Now we have the opportunity to compare our app against StockTrader and see where the differences lie. I’m not sure if this is an artifice or not, but I like being able to take two ideas and decide which one better as I work through an architecture. This is a necessary exercise in working towards the "right" architecture. The approach resembles, in some ways, the Mirror of Nature that Richard Rorty made his name on attacking, except that it is concerned with practice rather than with epistemology. I think that there is a right way to do things of which I am unaware. To use Don Rumsfeld’s memorable phrase, it is one of the things I know I don’t know. I then work, through trial and error as well as a comparison of alternatives, towards an intellectual representation of what that correct way of getting things done might be.
I’ve talked to other developers who feel that speaking about the "right way" to do things is simply a trap we all fall into or, worse, a fiction that serves only to generate artificial conflicts and slow down actual development. As one developer told me, "There are many arguments on either side of any issue, and we’re not going to be able to resolve here which ones are better, since we come to it with preconceptions and prejudices we can’t get over easily." While visiting my brother at college once, I attended a lecture in which Alan Dershowitz, the civil rights lawyer, argued very much the same case. He insisted that he could go about seven levels behind any argument, and then seven levels behind the case against him. The peeling of levels (usually it only takes two or three) gives the false impression that we are actually getting to the bottom of things, whereas Dershowitz himself had reached the point in his career where he felt it was merely an exercise in cleverness for lawyers and for philosophers an exercise in futility.
This may all be true, and yet I feel I need this fiction, if it is a fiction, in order to do my job well.
The second important release this week is Juval Lowy’s presention on WCF: Beyond the Endpoints (you will need to have Microsoft Live Meeting installed to listen to it). In this presentation you will come to realize what many people already know: Mr. Lowy is either a genius or a madman, and had he lived in another era, he would have made a good Jules Verne villain. Based on his WCF book, I had taken his position to be that CF solves many distributed programming problems, and in the big picture serves as the fulfillment (or successor) to component based programming — the notion that based upon common and established conventions we can pass messages between disparate technologies.
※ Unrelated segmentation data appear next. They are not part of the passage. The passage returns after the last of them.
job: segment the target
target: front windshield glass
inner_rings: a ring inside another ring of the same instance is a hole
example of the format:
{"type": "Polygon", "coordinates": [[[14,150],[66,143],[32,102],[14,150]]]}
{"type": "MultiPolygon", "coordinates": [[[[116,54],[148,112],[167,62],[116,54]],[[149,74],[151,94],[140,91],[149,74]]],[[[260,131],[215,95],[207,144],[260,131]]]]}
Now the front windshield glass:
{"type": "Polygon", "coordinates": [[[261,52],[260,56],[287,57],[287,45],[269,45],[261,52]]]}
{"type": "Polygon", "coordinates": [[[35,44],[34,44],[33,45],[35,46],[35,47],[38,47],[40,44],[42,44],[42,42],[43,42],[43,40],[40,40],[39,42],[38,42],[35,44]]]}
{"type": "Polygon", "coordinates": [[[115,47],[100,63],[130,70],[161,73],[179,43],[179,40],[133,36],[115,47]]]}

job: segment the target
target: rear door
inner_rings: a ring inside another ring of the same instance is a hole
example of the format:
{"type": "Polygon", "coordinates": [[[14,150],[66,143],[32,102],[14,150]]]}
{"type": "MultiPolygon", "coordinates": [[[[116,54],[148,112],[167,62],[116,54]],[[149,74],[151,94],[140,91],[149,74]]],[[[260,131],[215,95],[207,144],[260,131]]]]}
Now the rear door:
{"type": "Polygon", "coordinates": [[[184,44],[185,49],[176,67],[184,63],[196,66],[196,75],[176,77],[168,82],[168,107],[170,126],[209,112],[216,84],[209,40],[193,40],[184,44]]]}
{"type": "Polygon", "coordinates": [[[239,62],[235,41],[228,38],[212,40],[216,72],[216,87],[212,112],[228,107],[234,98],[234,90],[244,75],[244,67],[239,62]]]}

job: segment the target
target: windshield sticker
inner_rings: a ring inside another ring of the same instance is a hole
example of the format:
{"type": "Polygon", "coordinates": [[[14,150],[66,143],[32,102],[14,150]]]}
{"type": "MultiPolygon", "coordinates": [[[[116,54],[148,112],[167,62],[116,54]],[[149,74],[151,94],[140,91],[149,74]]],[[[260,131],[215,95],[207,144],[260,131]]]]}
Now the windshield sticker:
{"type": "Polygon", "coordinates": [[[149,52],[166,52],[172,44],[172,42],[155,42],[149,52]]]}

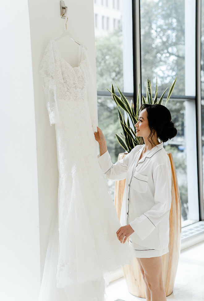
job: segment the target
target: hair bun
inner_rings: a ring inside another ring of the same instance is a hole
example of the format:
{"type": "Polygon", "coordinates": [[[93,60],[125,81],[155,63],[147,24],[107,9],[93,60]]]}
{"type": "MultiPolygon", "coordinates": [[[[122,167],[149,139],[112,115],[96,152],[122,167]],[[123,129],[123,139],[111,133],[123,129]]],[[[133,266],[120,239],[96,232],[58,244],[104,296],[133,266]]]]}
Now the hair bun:
{"type": "Polygon", "coordinates": [[[163,128],[159,138],[164,142],[166,142],[169,139],[171,139],[177,134],[177,130],[174,127],[172,121],[166,123],[163,128]]]}

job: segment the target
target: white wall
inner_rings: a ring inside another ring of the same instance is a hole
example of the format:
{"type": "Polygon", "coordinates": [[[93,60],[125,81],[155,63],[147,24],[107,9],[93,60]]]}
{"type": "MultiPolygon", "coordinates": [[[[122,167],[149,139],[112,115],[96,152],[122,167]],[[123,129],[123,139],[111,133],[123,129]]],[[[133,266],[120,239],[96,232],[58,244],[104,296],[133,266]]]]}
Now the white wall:
{"type": "MultiPolygon", "coordinates": [[[[57,202],[58,173],[54,127],[50,127],[49,123],[39,70],[48,42],[60,34],[66,20],[61,17],[59,0],[28,0],[28,2],[36,127],[42,276],[49,227],[57,202]]],[[[65,0],[65,2],[68,7],[68,28],[75,38],[86,46],[95,74],[93,1],[65,0]]],[[[67,49],[70,56],[74,54],[74,49],[67,49]]]]}
{"type": "Polygon", "coordinates": [[[34,301],[40,284],[36,129],[28,2],[0,9],[0,300],[34,301]]]}

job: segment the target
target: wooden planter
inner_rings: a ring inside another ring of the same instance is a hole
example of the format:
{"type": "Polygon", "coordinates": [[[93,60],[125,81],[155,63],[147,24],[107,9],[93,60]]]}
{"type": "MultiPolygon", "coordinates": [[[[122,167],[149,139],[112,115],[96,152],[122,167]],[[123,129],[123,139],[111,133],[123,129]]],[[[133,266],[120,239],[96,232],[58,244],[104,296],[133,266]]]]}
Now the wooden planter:
{"type": "MultiPolygon", "coordinates": [[[[172,201],[169,214],[169,252],[162,256],[163,279],[167,296],[173,291],[180,254],[181,231],[180,196],[176,169],[171,153],[167,153],[172,169],[172,201]]],[[[118,159],[121,160],[125,154],[119,154],[118,159]]],[[[123,180],[115,183],[114,201],[119,218],[125,181],[125,179],[123,180]]],[[[137,297],[145,298],[144,282],[136,258],[134,258],[131,265],[124,265],[123,269],[130,292],[137,297]]]]}

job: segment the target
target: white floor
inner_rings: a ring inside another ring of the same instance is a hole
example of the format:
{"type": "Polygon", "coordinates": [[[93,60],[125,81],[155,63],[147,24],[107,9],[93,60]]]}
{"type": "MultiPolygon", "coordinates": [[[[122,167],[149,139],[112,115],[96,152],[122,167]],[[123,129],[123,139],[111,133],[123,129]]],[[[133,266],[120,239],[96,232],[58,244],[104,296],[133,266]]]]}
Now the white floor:
{"type": "MultiPolygon", "coordinates": [[[[121,278],[106,290],[106,301],[143,301],[131,295],[121,278]]],[[[204,242],[181,252],[174,289],[167,297],[176,301],[204,301],[204,242]]]]}

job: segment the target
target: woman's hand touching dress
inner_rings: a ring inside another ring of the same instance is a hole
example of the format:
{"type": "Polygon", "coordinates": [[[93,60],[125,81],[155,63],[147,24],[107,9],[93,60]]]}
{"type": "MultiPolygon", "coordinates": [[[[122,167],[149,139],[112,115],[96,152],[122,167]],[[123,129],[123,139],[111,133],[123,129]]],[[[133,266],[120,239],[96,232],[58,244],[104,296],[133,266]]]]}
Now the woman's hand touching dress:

In Beyond the Endpoints, Mr. Lowy tops even those grand pronouncements. Here he argues that CF is actually the successor to all of our current .NET programming conventions in C# and VB.NET, and is in fact a new programming model. With specific examples from the Singleton pattern to class level isolation, he demonstrates various low level ways in which WCF provides better ways to do our most common programming tasks. He makes clear in the Q&A session afterwards that he basically sees something in CF that even Microsoft doesn’t see in their technology. His vision for WCF veers wildly away from Microsoft’s vision. When asked what the performance penalty for using CF as a programming model would be, he insists that sending messages over a wire in WCF is actually faster than working with traditional in-proc objects (given certain unspecified conditions). Moreover, the performance cost is irrelevant. Mr. Lowy appeals to history in order to explain his vision for CF. COM, for instance, started off as simply a way to embed files inside of Microsoft Word documents. In order to get Object Linking and Embedding to work, however, Microsoft’s engineers were oblige to solve fundamental problems that in turn produced what we now know as COM. CF, for Juval Lowy, is headed very much along the same track.
It is a truly amazing presentation, ambitious in scope and broad in vision, and I highly recommend it to anyone interested in the inherent potential of the Communications Foundation.